On the form edit page when you click “Update Options”, the browser window appears to refresh and load the form again, but none of the settings you just entered show up on the form (or just some are not showing as changed). This can happen to the WordPress and the PHP version. The problem may also appear when trying to add new forms, or more fields.
This can happen on some servers because the admin form edit page has over 200 fields on it. If you add new forms, or more fields you can get into the 1000’s of fields. Some servers limit the maximum number of post fields to 100, 200, 1000, etc. Once you hit this limit, the problem appears. PHP 5.3.9+ has max_input_vars set to 1000 by default. The solution is to adjust the setting to a higher number, such as 2000, or 3000 as needed:
Configure the PHP max_input_vars setting
These settings are sometimes available in the php.ini directive called max_input_vars
Edit the server php.ini or in some cases you can add a secondary php.ini inside the account (domain) folder.

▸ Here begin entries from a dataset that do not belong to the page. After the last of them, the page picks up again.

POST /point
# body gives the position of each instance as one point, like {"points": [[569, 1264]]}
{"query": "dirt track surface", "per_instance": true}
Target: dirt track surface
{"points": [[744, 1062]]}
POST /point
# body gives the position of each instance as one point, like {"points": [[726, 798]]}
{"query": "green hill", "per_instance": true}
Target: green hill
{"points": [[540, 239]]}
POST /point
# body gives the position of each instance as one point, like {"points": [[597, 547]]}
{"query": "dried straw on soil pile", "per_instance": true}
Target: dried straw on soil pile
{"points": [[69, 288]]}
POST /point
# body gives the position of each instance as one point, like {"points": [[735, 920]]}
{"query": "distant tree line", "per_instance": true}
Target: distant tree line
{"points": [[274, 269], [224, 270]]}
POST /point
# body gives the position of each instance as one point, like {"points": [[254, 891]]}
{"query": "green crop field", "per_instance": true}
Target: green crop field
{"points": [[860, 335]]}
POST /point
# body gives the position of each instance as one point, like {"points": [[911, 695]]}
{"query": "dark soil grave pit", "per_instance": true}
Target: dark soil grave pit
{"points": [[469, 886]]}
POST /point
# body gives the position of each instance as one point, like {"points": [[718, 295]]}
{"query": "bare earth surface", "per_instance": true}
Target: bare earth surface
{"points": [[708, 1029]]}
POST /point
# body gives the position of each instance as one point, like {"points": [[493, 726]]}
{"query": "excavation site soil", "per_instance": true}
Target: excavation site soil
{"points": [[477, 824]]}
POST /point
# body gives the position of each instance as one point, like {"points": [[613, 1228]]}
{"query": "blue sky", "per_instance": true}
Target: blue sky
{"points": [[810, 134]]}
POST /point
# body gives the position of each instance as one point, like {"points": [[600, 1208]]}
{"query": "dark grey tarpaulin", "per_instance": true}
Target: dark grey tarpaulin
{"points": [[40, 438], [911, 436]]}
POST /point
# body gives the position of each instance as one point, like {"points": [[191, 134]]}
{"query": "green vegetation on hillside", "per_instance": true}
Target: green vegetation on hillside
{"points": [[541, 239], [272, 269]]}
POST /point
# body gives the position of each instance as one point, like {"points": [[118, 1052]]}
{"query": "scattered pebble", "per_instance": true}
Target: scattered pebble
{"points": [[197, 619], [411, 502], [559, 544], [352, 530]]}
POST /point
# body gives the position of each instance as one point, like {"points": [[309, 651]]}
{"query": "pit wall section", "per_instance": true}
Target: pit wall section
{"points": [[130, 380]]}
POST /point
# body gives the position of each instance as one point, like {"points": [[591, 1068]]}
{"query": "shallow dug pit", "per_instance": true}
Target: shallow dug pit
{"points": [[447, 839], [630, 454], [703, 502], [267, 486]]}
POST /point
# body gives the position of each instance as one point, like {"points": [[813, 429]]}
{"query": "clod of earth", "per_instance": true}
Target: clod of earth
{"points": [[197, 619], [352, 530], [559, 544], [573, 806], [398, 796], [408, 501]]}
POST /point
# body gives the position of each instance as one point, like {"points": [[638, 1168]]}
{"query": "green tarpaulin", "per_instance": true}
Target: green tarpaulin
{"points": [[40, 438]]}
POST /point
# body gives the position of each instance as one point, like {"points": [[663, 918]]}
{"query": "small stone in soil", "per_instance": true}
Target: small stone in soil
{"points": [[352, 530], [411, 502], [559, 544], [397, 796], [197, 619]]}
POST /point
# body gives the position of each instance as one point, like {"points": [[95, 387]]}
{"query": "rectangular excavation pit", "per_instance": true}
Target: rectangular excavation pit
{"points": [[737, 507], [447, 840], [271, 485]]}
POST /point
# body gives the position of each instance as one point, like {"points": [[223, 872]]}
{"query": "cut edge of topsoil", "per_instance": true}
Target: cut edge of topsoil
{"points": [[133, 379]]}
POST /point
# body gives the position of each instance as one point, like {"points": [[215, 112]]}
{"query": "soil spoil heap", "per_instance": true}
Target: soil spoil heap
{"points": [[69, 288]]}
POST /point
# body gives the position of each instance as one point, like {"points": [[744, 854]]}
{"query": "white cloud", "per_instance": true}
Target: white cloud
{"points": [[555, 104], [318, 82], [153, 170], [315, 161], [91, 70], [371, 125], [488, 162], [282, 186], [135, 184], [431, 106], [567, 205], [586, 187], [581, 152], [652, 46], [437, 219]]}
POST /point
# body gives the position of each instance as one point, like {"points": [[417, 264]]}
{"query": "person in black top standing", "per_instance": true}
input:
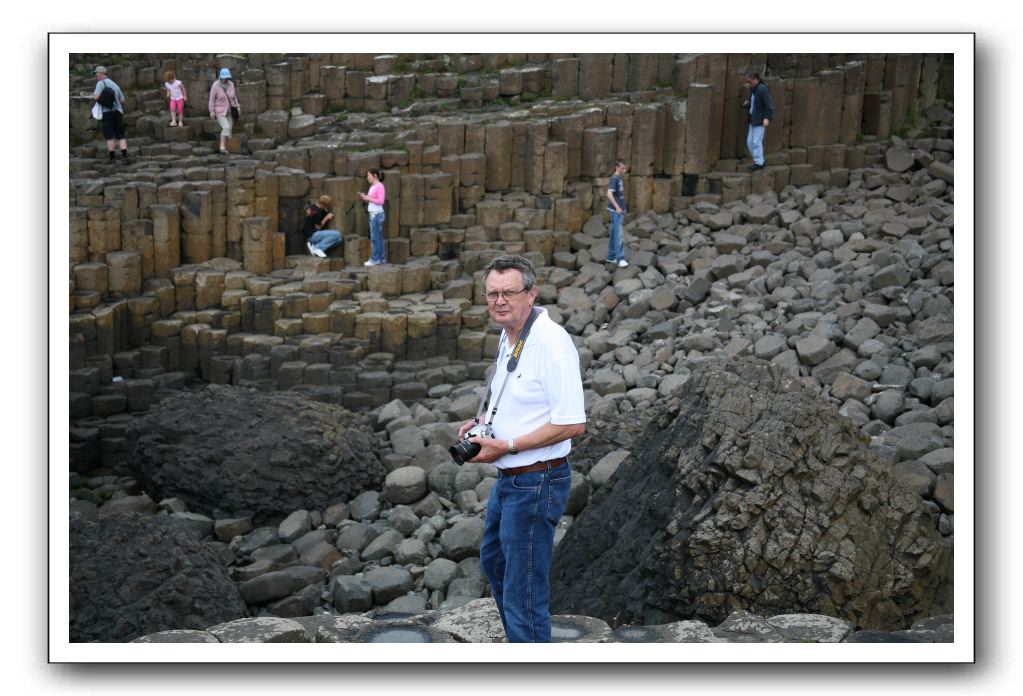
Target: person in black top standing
{"points": [[761, 113]]}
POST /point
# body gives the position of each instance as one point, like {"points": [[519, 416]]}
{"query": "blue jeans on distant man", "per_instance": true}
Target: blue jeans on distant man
{"points": [[325, 238], [376, 237], [518, 549], [616, 249], [755, 141]]}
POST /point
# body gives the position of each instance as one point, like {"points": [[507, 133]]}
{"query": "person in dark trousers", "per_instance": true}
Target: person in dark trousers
{"points": [[318, 240], [761, 112], [616, 208], [113, 123], [541, 408]]}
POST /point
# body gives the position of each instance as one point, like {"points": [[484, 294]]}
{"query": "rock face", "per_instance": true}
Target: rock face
{"points": [[257, 453], [750, 492], [133, 574]]}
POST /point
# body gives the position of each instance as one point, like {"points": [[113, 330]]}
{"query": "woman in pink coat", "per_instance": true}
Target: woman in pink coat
{"points": [[224, 106]]}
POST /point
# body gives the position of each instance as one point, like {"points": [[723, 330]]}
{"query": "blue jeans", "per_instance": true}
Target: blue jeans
{"points": [[518, 548], [376, 236], [325, 238], [616, 250], [755, 141]]}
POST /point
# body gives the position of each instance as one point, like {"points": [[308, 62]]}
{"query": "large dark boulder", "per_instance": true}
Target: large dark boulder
{"points": [[133, 574], [229, 450], [751, 492]]}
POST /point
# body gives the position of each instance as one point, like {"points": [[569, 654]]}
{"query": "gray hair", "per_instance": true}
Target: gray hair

Configure the php.ini like this:
max_input_vars = 3000
You may need to do this via .htaccess (on a shared host for instance), use:
php_value max_input_vars 3000
Check for and configure Suhosin
Some servers use a PHP Suhosin patch/extension that imposes limitations on POST vars, which can prevent certain forms from working properly. When the Suhosin number of fields limits are exceeded, Suhosin’s default behavior is to log its errors to syslog, not the Apache error log. Suhosin does not even show any errors on the screen to indicate what just happened.
How to check if your server has Suhosin:
Put this PHP code in a test.php file and use and FTP program like FileZilla to upload it to your server.
<?php phpinfo(); ?>
Next, view the page in on your web site URL. This page will show PHP information with details about the PHP server configurations. After the page is loaded use your web browser to find on the page the word: “Suhosin”. If it finds the Suhosin word, your server does have it. Be sure to remove the test.php page when you are done because leaving this information online can be a low level security risk.
What can be done to fix Suhosin causing this?
1. You can try to enable suhosin.simulation for the account (domain) instead of disabling Suhosin server wide. The suhosin.simulation if turned ON, will log the violations as usual but nothing will be blocked or removed from the request. You can perform this task in one of the either ways:
a) Enable suhosin.simulation in a .htaccess file of the domain (suphp enabled server)
php_flag suhosin.simulation On
b) Create a php.ini file under the account (domain) and turn ON the simulation
suhosin.simulation = On
There is no need to restart any service in any of the above case. As not all servers are setup equally, be prepared to test and undo these changes if they do not work.
2. Ask your web host to examine the server logs, maybe they can point out the exact suhosin directive violations that are occurring. Suhosin has a few different installation methods and about 100 different settings. Examining the log files will reveal just what setting (s) need to be adjusted. Here is a sample from a log file found in /var/log/messages:
Jul 20 14:17:23 centos4 suhosin: ALERT – configured POST variable limit exceeded – dropped variable ‘si_contact_text_message_sent’ (attacker ‘192.168.1.10’, file ‘/var/www/html/mosaic/htdocs/blog-test/wp-admin/plugins.php’)
You could adjust the Suhosin max_vars settings usually found in php.ini:
Default is 200, so adjust the following values to a higher number, such as 3000:
suhosin.post.max_vars = 3000 suhosin.request.max_vars = 3000
This setting is normally used to limit an attacker from flooding your server with thousands of post variables in an attempt to overtake it or bring it down. 1000 is still a rather small amount that will not cause any decrease in security. It is common for security programs to periodically need settings/adjustments, that is why the setting is there. These settings are available in the php.ini, the suhosin.ini, or .htaccess. There may be other settings involved, so contact the server administrator if you need help.
3. You could disable Suhosin server wide:
Unless you are the server administrator, disabling this is probably not permitted, so I am not going to try to explain how. If you have not has success with the other options above, perhaps you can ask your web host if they can white list your WordPress wp-admin/plugins.php page.
Mod_security Apache module can also prevent data saving; you may experience error 503′s or “406 Not Acceptable” if this is the case. As with the above issues, you may want to contact your web host support to determine the rule that is causing it. Then they can adjust the rule to resolve this issue. Workarounds include:
- Configuring mod_security to allow the data through(advanced settings)
- (Dreamhost only) Turn the “Extra web security” setting off in the control panel.